Nonfarm Payrolls — Impact on Fed Rate Prediction Markets
The Fed has a dual mandate: price stability AND maximum employment. A blowout jobs number means the economy can handle higher rates, reducing the case for cuts.
+/-
per 1σ surprise
↑ Hawkish
when high vs consensus
Pre-calibration
data points
Release Schedule
Frequency
Monthly
Release time
8:30 AM ET
Delay
First Friday of the following month
FRED series
PAYEMS
Historical Releases
| Period | Actual | Consensus | Surprise |
|---|---|---|---|
| Apr 2026 | 158736.0 | — | — |
How Nonfarm Payrolls Moves Fed Rate Prediction Markets
Monthly change in employed workers across all non-farm sectors — the headline jobs report number.
The Fed has a dual mandate: price stability AND maximum employment. A blowout jobs number means the economy can handle higher rates, reducing the case for cuts.
The Bayesian Sensitivity Model
The model calibrates a sensitivity coefficient for each indicator: how many percentage points the cut probability at the next FOMC meeting moves per standard deviation of surprise. For NFP, the preliminary coefficient is ±+/- 4–8pp on cut probability.
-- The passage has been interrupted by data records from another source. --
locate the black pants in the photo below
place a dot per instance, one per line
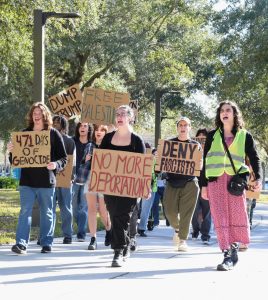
(120, 210)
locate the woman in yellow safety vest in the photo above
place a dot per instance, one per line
(228, 212)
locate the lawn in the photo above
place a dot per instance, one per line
(9, 212)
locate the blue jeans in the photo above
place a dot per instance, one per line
(63, 196)
(80, 210)
(146, 206)
(155, 208)
(44, 197)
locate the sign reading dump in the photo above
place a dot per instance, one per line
(31, 149)
(121, 173)
(99, 105)
(63, 179)
(179, 157)
(68, 102)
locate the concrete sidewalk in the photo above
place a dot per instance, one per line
(156, 270)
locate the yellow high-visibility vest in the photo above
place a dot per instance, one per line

This means ifNFP comes in 1 standard deviation above consensus (hawkish surprise), the model reduces cut probability by approximately +/- 4–8pp on cut probability.
These coefficients are preliminary until calibrated from at least 20 historical observations of Kalshi price reactions to each release. The calibration uses a regression of (surprise_zscore × sensitivity_coefficient) against observed Kalshi probability changes, cross-validated against CME FedWatch data going back to 2015.